Kapolsek Ngaliyan juga menyebutkan bahwa polisi masih memburu dua unit motor yang belum ditemukan. “Motor-motor itu diperjualbelikan hingga ke daerah seperti Kendal, Batang, dan Mranggen, sehingga memperbesar lingkup penyelidikan,” jelas Aliet. Penyelidikan ini menunjukkan bahwa aksi pencurian motor tidak hanya melibatkan satu pelaku, tetapi ada peran tambahan seperti perantara atau penerima motor curian. “Beberapa korban menyadari kehilangan motor setelah mendapat informasi dari warga sekitar,” sambungnya.
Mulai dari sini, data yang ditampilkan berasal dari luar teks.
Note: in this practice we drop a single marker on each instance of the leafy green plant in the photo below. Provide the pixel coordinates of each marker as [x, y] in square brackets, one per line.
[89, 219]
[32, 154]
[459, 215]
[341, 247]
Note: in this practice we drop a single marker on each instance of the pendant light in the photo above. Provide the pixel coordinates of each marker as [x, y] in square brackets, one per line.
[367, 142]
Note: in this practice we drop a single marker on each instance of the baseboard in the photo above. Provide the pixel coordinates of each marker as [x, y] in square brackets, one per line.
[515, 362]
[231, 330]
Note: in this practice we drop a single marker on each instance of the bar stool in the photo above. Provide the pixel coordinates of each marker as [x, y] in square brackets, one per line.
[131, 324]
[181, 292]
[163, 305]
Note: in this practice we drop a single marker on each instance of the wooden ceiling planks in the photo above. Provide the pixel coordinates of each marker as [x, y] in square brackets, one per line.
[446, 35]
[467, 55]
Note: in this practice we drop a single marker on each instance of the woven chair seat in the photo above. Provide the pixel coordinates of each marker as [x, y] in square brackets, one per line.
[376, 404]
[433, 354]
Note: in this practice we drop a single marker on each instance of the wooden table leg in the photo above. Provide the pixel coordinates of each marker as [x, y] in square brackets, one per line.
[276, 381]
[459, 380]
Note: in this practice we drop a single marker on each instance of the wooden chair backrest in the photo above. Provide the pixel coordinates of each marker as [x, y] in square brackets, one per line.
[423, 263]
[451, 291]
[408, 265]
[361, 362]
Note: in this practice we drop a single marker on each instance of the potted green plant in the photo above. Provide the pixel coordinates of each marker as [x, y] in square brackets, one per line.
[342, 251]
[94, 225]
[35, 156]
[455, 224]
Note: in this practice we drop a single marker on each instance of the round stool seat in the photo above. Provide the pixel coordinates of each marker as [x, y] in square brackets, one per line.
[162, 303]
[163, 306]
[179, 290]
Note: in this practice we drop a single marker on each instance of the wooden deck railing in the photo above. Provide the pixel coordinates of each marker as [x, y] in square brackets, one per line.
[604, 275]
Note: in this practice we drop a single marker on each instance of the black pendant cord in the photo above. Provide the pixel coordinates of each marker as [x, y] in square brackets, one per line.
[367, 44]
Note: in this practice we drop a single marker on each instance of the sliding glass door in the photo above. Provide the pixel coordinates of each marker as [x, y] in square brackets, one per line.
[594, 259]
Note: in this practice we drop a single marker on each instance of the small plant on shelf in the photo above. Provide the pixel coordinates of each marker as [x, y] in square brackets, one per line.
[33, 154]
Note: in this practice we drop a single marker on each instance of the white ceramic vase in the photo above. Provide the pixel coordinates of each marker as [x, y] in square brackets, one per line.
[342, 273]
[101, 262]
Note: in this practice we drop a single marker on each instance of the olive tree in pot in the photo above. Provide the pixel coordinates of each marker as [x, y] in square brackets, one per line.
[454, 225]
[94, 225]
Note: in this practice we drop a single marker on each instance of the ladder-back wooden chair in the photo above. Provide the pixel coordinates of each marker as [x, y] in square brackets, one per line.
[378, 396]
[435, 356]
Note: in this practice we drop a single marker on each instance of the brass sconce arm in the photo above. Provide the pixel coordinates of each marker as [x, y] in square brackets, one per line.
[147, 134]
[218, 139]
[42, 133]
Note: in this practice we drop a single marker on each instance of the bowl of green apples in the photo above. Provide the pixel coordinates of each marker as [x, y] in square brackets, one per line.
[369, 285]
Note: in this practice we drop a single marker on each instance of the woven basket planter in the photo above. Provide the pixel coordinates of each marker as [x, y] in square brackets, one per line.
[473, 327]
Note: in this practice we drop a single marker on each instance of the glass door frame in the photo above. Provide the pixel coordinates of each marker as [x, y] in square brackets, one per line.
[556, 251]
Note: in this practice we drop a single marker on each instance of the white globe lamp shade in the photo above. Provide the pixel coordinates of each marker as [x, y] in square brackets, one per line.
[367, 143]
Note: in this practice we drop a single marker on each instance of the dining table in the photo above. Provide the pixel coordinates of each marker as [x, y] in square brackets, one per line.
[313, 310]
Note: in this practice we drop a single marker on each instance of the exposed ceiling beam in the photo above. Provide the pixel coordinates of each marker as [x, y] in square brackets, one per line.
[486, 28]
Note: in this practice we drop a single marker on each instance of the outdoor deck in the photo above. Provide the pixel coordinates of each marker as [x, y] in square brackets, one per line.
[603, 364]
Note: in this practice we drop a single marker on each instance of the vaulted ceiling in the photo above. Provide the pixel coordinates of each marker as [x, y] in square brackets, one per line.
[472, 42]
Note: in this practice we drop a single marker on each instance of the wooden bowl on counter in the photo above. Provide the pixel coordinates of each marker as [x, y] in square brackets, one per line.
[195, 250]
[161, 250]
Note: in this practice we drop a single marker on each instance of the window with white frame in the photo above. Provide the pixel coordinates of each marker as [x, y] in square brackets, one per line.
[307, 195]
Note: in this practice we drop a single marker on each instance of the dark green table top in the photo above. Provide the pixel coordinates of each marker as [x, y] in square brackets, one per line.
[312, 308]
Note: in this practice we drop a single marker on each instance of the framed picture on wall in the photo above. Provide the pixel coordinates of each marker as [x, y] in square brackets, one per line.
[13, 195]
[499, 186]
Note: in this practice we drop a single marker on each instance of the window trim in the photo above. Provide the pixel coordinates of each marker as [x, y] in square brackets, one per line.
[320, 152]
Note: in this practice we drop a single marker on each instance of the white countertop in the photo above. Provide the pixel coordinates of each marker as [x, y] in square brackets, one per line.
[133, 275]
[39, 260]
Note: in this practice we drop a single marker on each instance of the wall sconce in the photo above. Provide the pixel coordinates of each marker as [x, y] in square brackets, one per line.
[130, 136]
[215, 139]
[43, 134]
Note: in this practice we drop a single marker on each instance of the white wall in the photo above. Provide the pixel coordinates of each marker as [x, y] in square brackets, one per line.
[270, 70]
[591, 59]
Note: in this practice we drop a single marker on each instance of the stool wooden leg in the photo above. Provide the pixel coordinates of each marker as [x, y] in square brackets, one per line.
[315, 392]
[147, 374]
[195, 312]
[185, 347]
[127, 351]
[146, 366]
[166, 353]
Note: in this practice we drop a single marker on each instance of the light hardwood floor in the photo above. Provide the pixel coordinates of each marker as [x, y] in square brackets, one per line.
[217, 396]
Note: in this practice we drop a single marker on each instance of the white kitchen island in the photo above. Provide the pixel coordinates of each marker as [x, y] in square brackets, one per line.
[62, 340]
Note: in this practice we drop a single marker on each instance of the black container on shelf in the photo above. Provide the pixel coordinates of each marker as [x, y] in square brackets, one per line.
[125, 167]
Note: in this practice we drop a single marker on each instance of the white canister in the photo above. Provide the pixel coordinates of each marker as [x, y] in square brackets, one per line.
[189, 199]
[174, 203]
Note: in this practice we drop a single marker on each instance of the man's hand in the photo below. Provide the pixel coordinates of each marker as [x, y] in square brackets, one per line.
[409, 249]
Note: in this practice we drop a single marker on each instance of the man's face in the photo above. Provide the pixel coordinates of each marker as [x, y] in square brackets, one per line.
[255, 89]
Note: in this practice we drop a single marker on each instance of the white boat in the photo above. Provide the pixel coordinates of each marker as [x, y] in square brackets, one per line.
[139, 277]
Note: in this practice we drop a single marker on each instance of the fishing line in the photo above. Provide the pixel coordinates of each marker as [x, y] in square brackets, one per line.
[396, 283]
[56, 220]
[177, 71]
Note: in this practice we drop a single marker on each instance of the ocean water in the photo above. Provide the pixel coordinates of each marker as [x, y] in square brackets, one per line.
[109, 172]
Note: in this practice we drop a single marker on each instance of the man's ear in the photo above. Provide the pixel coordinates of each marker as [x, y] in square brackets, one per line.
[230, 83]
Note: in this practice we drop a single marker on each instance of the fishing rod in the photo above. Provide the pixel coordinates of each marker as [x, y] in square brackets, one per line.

Mahasiswa yang berani menggelapkan 40 motor ini menjadi contoh bagaimana tindakan kriminal bisa terjadi di lingkungan pendidikan. Menurut Nur Azam, aksi Ibra tidak hanya menyebabkan kerugian finansial, tetapi juga merusak kepercayaan antar mahasiswa. “Pencurian dan penggadai motor memperlihatkan bagaimana seseorang bisa merugikan orang lain secara langsung maupun tidak langsung,” ujarnya. Polisi menyarankan masyarakat untuk lebih waspada, terutama ketika meminjam atau menyewakan kendaraan.

Kasus di Lombok Tengah menunjukkan bahwa modus serupa terjadi di berbagai wilayah Indonesia. Di Kecamatan Pujut, polisi menggerebek tempat penyimpanan motor curian dan menyita enam unit kendaraan. “Pelaku utama masih buron, tetapi kita telah menangkap beberapa perantara,” kata Kapolres Lombok Tengah. Sementara di Duren Sawit, Jakarta Timur, dua pelaku diciduk berkat laporan warga yang cepat. Mereka terancam pasal baru dalam Kitab Undang-Undang Hukum Pidana (KUHP) yang menargetkan tindakan seperti ini.